Mose Allison’s Idiosyncratic Blues

Mose Allison (photo Michael Wilson)

Mose Allison (photo Michael Wilson)

by Seth Rogovoy

(GREAT BARRINGTON, Mass., April 24, 2001) – Mose Allison’s songs have been recorded by everyone from the Who to Bonnie Raitt, Elvis Costello, the Yardbirds, the Clash, and Van Morrison. From the point of view of the 73-year-old singer/pianist, it all goes back to their shared musical roots.

“It all comes from the blues and jazz, classic jazz and country blues,” said Allison in a phone interview from Hilton Head, S.C. “That’s where I started out, that’s my basic orientation, and that’s what they’re all interested in.”

Allison grew up on his grandfather’s farm outside Tippo, a small village inside the eastern rim of the Mississippi Delta, thirty miles southeast of Clarksdale.

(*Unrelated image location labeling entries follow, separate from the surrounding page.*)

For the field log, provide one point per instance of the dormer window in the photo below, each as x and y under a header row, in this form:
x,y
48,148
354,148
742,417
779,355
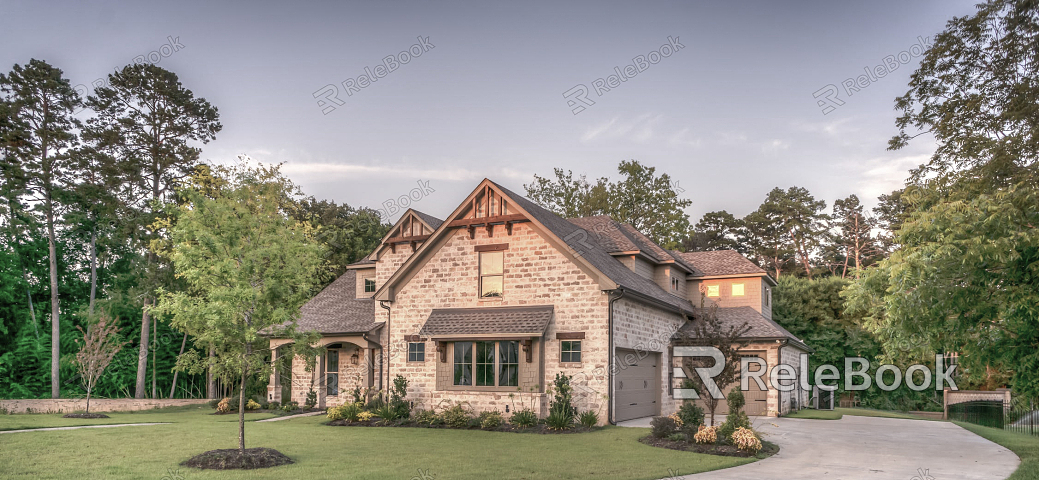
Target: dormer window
x,y
491,274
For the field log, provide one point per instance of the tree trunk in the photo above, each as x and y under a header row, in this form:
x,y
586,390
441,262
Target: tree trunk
x,y
55,325
184,343
241,415
142,353
94,272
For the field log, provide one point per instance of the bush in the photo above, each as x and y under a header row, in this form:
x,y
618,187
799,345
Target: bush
x,y
524,419
589,419
561,409
456,417
312,399
663,426
426,418
744,438
706,434
490,420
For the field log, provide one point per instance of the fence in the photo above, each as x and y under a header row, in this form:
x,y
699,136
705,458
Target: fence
x,y
997,415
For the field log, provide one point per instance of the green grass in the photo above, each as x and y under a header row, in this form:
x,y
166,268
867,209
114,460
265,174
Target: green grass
x,y
171,415
836,414
1026,447
335,452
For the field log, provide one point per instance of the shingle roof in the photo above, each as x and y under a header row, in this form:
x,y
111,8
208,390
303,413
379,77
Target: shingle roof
x,y
761,326
587,245
429,219
495,320
720,263
337,310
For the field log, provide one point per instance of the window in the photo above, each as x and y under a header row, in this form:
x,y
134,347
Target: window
x,y
570,351
491,273
331,373
416,351
486,364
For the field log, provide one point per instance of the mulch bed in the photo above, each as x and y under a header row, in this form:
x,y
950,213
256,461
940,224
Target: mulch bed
x,y
768,448
542,429
233,459
84,416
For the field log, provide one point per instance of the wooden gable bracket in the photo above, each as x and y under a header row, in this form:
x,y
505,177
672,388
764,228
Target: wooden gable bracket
x,y
442,348
528,349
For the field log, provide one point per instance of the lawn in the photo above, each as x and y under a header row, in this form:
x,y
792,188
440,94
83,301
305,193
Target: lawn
x,y
836,414
332,452
1026,447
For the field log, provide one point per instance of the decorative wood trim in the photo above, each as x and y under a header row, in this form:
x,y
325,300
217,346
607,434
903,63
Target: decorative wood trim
x,y
493,247
515,217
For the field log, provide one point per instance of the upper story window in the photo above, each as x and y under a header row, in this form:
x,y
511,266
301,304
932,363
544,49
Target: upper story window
x,y
738,290
491,274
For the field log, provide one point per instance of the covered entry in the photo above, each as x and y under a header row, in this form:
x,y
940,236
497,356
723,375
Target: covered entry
x,y
637,384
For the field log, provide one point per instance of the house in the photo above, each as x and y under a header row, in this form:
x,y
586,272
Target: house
x,y
489,304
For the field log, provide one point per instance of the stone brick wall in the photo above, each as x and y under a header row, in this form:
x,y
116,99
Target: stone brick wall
x,y
536,273
642,327
65,405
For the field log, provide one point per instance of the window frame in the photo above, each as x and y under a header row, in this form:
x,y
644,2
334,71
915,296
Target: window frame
x,y
331,388
563,351
417,351
482,275
476,368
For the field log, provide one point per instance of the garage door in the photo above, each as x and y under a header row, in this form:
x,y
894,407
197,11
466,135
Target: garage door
x,y
756,399
637,389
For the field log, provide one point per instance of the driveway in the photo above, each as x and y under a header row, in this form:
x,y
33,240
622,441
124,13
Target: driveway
x,y
874,449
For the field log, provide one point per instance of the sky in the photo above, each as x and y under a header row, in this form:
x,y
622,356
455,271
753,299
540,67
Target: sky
x,y
743,97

He began playing piano at age five, and absorbed the sounds of local blues players as well as the recordings of Louis Armostrong, Fats Waller, Louis Jordan and Nat King Cole.

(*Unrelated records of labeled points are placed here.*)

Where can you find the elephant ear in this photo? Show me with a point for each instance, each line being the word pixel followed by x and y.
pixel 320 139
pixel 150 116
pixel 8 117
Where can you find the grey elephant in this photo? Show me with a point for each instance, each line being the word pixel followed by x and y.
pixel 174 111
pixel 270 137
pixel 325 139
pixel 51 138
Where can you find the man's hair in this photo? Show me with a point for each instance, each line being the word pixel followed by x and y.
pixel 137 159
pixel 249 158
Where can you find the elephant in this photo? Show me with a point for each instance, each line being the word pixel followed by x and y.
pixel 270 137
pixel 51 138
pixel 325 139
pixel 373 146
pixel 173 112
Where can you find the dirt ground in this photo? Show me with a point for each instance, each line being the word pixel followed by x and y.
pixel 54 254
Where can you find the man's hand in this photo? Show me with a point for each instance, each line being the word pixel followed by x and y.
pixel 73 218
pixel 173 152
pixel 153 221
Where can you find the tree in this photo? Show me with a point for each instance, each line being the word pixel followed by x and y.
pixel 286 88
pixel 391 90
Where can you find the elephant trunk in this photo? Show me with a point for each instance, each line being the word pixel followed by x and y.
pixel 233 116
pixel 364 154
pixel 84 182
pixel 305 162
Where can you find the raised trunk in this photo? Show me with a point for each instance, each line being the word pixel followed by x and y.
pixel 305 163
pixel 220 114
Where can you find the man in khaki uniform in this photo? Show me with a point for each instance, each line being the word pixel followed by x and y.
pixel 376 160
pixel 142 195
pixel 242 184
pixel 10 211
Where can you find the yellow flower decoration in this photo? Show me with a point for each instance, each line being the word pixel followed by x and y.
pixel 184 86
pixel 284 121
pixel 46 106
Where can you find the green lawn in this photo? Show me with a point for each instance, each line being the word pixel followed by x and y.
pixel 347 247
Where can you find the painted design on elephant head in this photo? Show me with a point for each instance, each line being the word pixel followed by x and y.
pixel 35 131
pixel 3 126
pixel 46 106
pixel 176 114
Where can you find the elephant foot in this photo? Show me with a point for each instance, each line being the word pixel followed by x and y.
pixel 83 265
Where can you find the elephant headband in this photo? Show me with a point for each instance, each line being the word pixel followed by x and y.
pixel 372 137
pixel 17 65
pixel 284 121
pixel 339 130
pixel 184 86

Those influences can be heard throughout Allison’s work, albeit filtered through his own idiosyncratic style which effortlessly combines blues phrasing and jazz swing.

Allison credits his influences, most of whom were both musicians and vocalists, for teaching him to swing like a musician when he sings. “The classic jazz men who sang were my early heroes, people like Louie Armstrong, Fats Waller, Nat King Cole and Louis Jordan,” he said. “They all played well and sang. Jack Teagarden was another one. They all had singing styles and were all great instrumentalists, so I figured, what the hell, why not me?”

Allison’s influences go beyond American blues and jazz, however. The melodies for several of his songs, including “Numbers on Paper,” are based on Hungarian folk tunes. Allison said he is drawn to Hungarian folk music, popularized by Bela Bartok and Zoltan Kodaly, for its similarities to the blues. He points out that both the blues and Hungarian folk were the music of rural agricultural societies. “It’s like the blues in the feeling,” he said. “It’s folk music and contains folk wisdom.”